Montaigne et les miracles

Publié le 22/02/2012

Extrait du document

montaigne
J'ai vu la naissance de plusieurs miracles de mon temps. Encore qu'ils s'étouffent en naissant, nous ne laissons pas de prévoir le train qu'ils eussent pris s'ils eussent vécu leur âge. Car il n'est que de trouver le bout du fil, on en dévide tant qu'on veut. Et y a plus loin de rien à la plus petite chose du monde, qu'il n'y a de celle-là jusques à la plus grande. Or les premiers qui vont sont abreuvés de ce commencement d'étrangeté, venant à semer leur histoire, sentent par les oppositions qu'on leur fait où loge la difficulté de la persuasion, et vont calfeutrant cet endroit de quelque pièce fausse.
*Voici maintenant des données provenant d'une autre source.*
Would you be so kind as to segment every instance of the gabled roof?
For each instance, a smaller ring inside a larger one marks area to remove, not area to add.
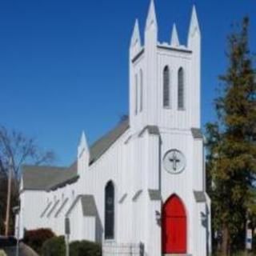
[[[129,128],[129,120],[119,123],[90,149],[90,164],[95,162]],[[78,178],[77,162],[70,167],[22,166],[23,190],[53,190]]]
[[[74,206],[81,202],[82,214],[83,216],[94,217],[97,216],[97,207],[94,201],[94,198],[91,194],[84,194],[78,195],[72,203],[71,206],[66,214],[66,216],[68,217],[72,212]]]
[[[129,128],[129,120],[123,121],[98,140],[90,149],[90,164],[96,162]]]
[[[50,190],[78,178],[77,163],[68,168],[55,166],[22,166],[23,190]]]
Outre ce, que, « par la tendance innée chez les hommes de grossir à dessein les faux bruits » (Tite-Live) nous faisons naturellement conscience de rendre ce qu'on nous a prêté sans quelque usure et accession de notre cru. L'erreur particulière fait premièrement l'erreur publique, et, à son tour, après, l'erreur publique fait l'erreur particulière. Ainsi va tout ce bâtiment, s'étoffant et formant de main en main ; de manière que le plus éloigné témoin en est mieux instruit que le plus voisin, et le dernier informé mieux persuadé que le premier. C'est un progrès naturel. Car quiconque croit quelque chose, estime que c'est ouvrage de charité de la persuader à un autre ; et pour ce faire, ne craint point d'ajouter de son invention, autant qu'il voit être nécessaire en son conte, pour suppléer à la résistance et au défaut qu'il pense être en la conception d'autrui. MONTAIGNE (Michel Eyquem de), Essais, 1588, III, 11. Coll. « Folio », Gallimard, 1965, pp. 309-310.